My husband and I are what they call "social introverts". It sounds contradictory -- and downright the wrong definition of my husband -- but it's true. I know I fit the bill of a social introvert: I love social gatherings, but am very hesitant around new people. It takes a lot of energy for me to make smalltalk (unless I've had a few too many glasses of champagne ... or am in Model Me). People who know my husband might find the idea of him being an introvert at all quite preposterous. He's got a very outgoing and charming personality and has very little problem talking to anyone in the room about any particular topic (for a real fun show, ask him his thoughts on Twilight and the changing world of vampires in books and just sit back).
I've already talked a bit about Carl Jung. But, truly, without Carl Jung, we wouldn't have any of those "23 Signs You're An Introvert" articles on the internet. His findings on introversion changed how the world saw what were originally considered "loners".
The biggest thing about introversion versus extroversion is where you get your energy from. Do you get your energy from being around others, or do you get your energy from spending time alone? On the flipside, does it take energy for you to be alone, or does it take energy for you to be with people?
At the end of the day, it takes a lot of energy for both my husband and I to be around people. We love it, and we constantly seek it out, but we always end up back at home with our bodies draped across the couch, a smile on our faces, as if to say, "Finally. Now we can recharge."

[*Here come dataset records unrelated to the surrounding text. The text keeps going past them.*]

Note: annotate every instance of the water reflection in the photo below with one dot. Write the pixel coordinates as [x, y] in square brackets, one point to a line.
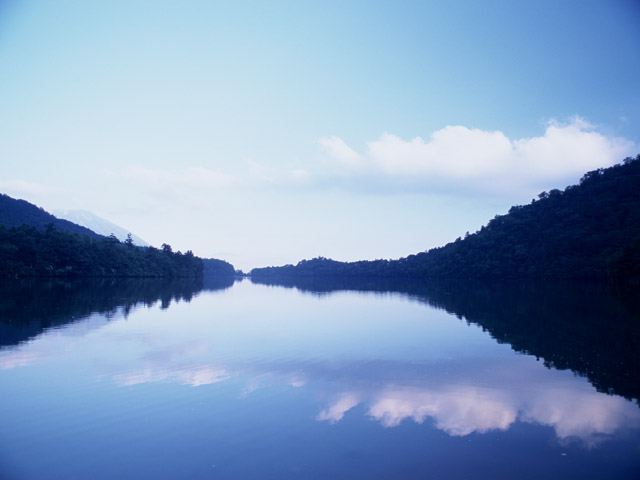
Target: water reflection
[30, 306]
[472, 387]
[591, 328]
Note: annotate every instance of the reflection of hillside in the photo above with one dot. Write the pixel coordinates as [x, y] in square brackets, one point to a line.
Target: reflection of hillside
[30, 306]
[592, 329]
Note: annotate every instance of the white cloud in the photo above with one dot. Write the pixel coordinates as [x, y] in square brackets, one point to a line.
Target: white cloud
[461, 158]
[341, 152]
[335, 412]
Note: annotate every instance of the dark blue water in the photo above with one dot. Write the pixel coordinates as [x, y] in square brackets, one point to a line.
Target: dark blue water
[257, 381]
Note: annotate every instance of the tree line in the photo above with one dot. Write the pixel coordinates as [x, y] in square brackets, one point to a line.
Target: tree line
[27, 251]
[589, 230]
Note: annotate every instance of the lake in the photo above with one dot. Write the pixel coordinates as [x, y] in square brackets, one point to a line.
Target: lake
[189, 380]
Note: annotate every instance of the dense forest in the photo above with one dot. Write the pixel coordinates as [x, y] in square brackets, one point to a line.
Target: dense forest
[589, 327]
[28, 251]
[15, 213]
[34, 243]
[590, 230]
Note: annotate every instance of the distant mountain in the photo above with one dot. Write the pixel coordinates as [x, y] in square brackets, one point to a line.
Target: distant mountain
[98, 225]
[590, 230]
[15, 213]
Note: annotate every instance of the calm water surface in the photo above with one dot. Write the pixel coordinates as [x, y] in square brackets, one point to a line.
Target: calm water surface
[143, 380]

Throwing a party is actually the best thing a social introvert can do. Here, the introvert is in charge of the guest list, meaning that they'll know everyone who is coming over. The introvert is in charge of when people show up. The introvert is there from the very beginning, making them able to greet friends one by one as they come (instead of stepping into a crowded room and hoping to nudge in on a conversation). And furthermore, the introvert can always slink away and recharge under the guise of, "I'm going to clear this table." or "I'm going to prepare more hors d'oeuvres."
Granted, in this instance, I don't know all of my guests (we invited our surrounding neighbors and we have only met one of them once or twice), but it's still a good situation for a social introvert to be in.
I just hope someone remarks on how settled the house is after only two weeks. Because I logged the man hours and hot-damn if I'm not proud of what I got accomplished.